SONRAKİ KUŞAKLAR İÇİN
● Sanat Müziği de bundan fazlasıyla etkileniyor sanırım... Tabii ki... Türk sanat müziği denilince notaya alınmış eserleri düşünelim. Bunları olabildiğince yalın ve doğru aktarmak gerekiyor. Ama arabeskin etkisinde kalıp, toplumu etkilemek ve daha geniş kitlelere ulaşabilmek adına müziğimiz, bir takım ses numaralarıyla bambaşka yerlere sürükleniyor. En azından klasikleşmiş eserlere dokunulmamalı bence... Onlar temiz, yalın, doğru seslerle ifade edilerek, bizden sonraki kuşaklara da bozulmadan aktarılmalı. Bu şarkılarla oynayıp, farklı seslere inip farklı yerlerde dolaşmak, o arabesk numaralarını katmak ne yazık ki marifet sayılıyor. Aslında yaptıkları Türk Sanat Müziğini baltalamak. Ben bunlara tamamen kulağımı tıkıyorum.
35'TEN FAZLA ŞARKISI VAR
● Gelelim yazdığın, bestelediğin şarkılara... MESAM'a kayıtlı 35 şarkım var. Yeni çalışmalarım da sürüyor. Bunları solist olarak katıldığım konserlerimde seslendiriyorum. İzleyiciler çok etkileniyor, 'Aaaa kendi şarkıları, besteleri de varmış' diyorlar. Bu arada 2017 yılında bir single çalışması yaptım.

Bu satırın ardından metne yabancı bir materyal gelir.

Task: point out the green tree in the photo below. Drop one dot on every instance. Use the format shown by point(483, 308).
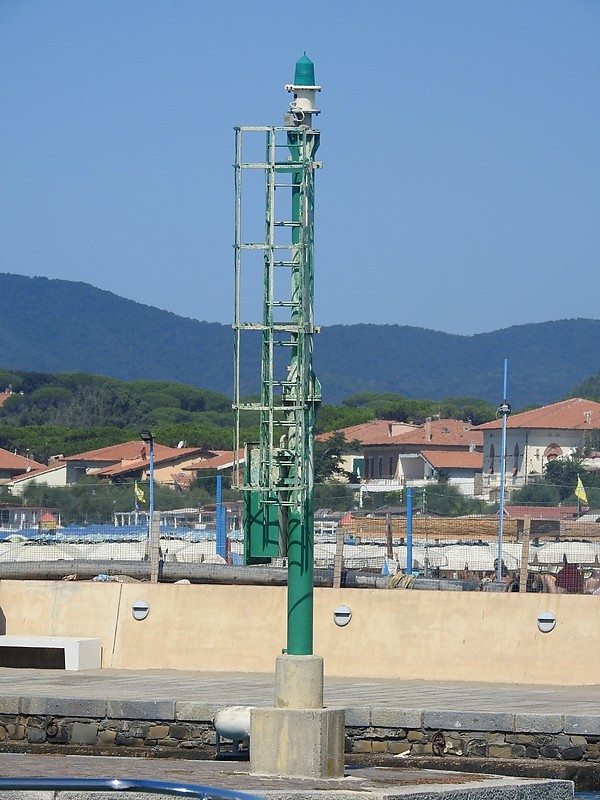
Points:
point(536, 494)
point(329, 454)
point(562, 473)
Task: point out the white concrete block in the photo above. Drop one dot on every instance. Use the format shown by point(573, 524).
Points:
point(79, 653)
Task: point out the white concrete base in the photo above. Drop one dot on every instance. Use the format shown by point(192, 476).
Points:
point(295, 742)
point(33, 651)
point(299, 682)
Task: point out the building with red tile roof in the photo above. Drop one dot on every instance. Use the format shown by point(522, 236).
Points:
point(533, 438)
point(12, 465)
point(131, 461)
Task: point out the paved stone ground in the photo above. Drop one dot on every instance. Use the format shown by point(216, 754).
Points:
point(225, 689)
point(220, 690)
point(365, 783)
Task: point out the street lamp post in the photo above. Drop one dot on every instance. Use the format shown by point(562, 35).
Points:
point(147, 437)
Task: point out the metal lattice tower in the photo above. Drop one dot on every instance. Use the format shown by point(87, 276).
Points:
point(278, 468)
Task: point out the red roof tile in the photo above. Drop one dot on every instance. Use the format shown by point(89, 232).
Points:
point(541, 512)
point(123, 452)
point(457, 459)
point(376, 431)
point(221, 461)
point(16, 463)
point(443, 432)
point(573, 414)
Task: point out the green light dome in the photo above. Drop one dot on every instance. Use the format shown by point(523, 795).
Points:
point(305, 72)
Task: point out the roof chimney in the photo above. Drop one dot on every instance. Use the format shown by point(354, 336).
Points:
point(428, 429)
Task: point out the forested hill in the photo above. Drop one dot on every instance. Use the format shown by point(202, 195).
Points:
point(64, 326)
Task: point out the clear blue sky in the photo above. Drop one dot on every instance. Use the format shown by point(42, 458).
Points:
point(460, 142)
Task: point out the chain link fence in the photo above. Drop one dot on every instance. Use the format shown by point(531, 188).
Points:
point(548, 555)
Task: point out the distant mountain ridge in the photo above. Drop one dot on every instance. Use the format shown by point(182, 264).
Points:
point(57, 326)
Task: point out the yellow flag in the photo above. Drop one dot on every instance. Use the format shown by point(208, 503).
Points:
point(139, 494)
point(580, 492)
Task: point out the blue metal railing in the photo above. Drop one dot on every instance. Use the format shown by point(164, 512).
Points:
point(122, 785)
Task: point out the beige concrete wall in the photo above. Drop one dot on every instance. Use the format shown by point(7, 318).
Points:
point(452, 636)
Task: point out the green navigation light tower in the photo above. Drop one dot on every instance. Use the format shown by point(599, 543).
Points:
point(274, 242)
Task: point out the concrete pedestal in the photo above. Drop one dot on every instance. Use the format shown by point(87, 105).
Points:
point(298, 737)
point(293, 742)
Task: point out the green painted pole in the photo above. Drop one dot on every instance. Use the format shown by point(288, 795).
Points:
point(303, 145)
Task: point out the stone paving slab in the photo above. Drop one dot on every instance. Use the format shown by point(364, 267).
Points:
point(183, 696)
point(358, 783)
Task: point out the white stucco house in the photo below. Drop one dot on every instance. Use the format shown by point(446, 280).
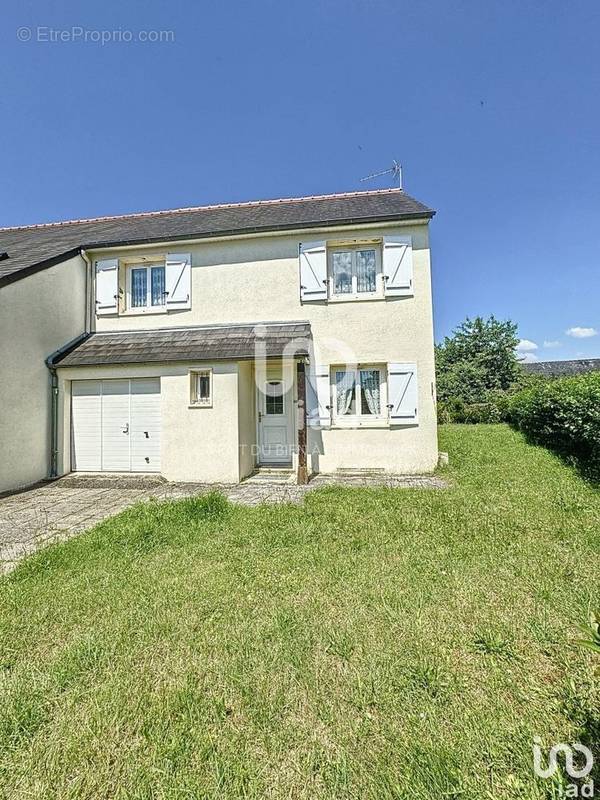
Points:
point(204, 343)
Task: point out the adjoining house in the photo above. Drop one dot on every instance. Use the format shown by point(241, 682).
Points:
point(203, 343)
point(562, 369)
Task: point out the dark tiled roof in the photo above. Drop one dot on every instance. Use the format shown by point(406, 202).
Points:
point(558, 368)
point(222, 343)
point(35, 247)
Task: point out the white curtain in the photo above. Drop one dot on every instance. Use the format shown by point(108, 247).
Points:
point(369, 384)
point(344, 384)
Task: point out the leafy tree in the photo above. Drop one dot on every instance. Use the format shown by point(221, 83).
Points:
point(477, 359)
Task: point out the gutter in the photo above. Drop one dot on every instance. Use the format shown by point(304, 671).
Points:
point(51, 364)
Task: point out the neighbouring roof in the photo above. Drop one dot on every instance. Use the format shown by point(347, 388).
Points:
point(559, 368)
point(218, 343)
point(34, 247)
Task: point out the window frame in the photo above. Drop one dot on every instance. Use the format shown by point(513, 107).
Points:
point(358, 419)
point(148, 308)
point(354, 247)
point(195, 374)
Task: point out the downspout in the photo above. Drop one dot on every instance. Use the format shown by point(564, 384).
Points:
point(50, 363)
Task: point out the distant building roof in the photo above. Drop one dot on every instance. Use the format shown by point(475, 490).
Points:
point(556, 369)
point(214, 343)
point(31, 248)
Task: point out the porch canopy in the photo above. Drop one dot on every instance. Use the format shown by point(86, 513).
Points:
point(211, 343)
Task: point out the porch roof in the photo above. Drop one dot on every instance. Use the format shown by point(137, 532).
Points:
point(214, 343)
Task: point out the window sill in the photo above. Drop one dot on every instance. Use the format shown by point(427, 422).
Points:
point(143, 312)
point(355, 298)
point(359, 423)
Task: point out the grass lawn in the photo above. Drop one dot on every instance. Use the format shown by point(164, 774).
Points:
point(371, 643)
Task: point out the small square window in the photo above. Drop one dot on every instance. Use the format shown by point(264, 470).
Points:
point(201, 388)
point(146, 287)
point(355, 272)
point(358, 394)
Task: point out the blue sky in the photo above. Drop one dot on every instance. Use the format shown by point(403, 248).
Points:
point(493, 108)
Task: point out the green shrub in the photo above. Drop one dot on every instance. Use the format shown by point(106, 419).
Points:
point(564, 415)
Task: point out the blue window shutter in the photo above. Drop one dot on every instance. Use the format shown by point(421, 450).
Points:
point(178, 280)
point(107, 286)
point(403, 394)
point(398, 266)
point(313, 271)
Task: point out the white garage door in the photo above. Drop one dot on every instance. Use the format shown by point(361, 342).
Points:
point(115, 425)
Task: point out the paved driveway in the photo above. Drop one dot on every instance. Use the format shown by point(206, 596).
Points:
point(62, 508)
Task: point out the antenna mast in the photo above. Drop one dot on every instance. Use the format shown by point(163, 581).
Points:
point(395, 171)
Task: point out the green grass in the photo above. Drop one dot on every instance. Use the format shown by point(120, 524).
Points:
point(371, 643)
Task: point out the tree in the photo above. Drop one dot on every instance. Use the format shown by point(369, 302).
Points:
point(478, 358)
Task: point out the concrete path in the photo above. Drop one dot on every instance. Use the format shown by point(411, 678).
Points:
point(62, 508)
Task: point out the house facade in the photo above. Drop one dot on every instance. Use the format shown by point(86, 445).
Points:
point(202, 344)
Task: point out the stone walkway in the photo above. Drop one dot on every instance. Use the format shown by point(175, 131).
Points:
point(60, 509)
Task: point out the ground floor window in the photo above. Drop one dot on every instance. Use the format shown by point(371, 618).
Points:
point(201, 387)
point(358, 393)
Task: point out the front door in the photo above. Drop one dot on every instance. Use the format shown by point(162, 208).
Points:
point(274, 429)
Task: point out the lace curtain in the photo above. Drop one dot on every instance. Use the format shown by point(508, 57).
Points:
point(344, 383)
point(371, 393)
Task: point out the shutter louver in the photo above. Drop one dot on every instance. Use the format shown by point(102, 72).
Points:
point(402, 393)
point(398, 266)
point(107, 286)
point(178, 280)
point(318, 397)
point(313, 271)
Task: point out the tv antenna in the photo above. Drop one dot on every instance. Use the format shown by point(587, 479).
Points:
point(395, 171)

Söz ve müziği bana ait olan 'Doya Doya' adlı şarkıyı Orhan Ölmez'le birlikte seslendirdik. O yıl sevgililer gününde çıkardığımız bu şarkının da hayatımda ayrı bir yeri var. Yaptığınız şarkıların birilerini etkilemesi, onların yüreğine değmesi paha biçilmez bir onur...
● Sırada yeni bir şey var mı peki? Çıkma aşamasına getirdiğim bir albüm var. Söz ve müzikleri tamamen bana ait olan 14 şarkıdan oluşuyor. Bunların altyapı çalışmalarını ve stüdyo kayıtlarını İstanbul'da tamamladık. Bir tek benim stüdyoya girip okumam kaldı. Bunun için pandeminin bitmesini bekliyorum. Yeni şarkılar yazmayı, bestelemeyi de sürdürüyorum.
HAYATIMA GİRECEK İNSAN YALNIZLIĞIMI ARATMAMALI
EVLİLİĞİMİ 6 yıl önce sonlandırdım. Şu anda yalnız yaşıyorum. Biraz bunun da rahatını sürmek istedim açıkçası. Evlilik çok büyük sorumluluk gerektiriyor. Çünkü bizim toplumumuzda bütün işler kadından bekleniyor. Toplumdaki yeriniz, iş yoğunluğunuz ne olursa olsun her iş kadının görevi gibi görülüyor. Öyle olunca aklınıza gelen iki satırı yazacak zaman bulamıyorsunuz. Elbette her insanın sevgiye ihtiyacı var. Ama hayatıma girecek biri bana yalnızlığımı aratmamalı. Yine kendime zaman ayırabilmeliyim. Hayatın paylaşılması gerektiğini bilen, işime saygı gösteren, beni destekleyen, yanımda duran biri olmalı.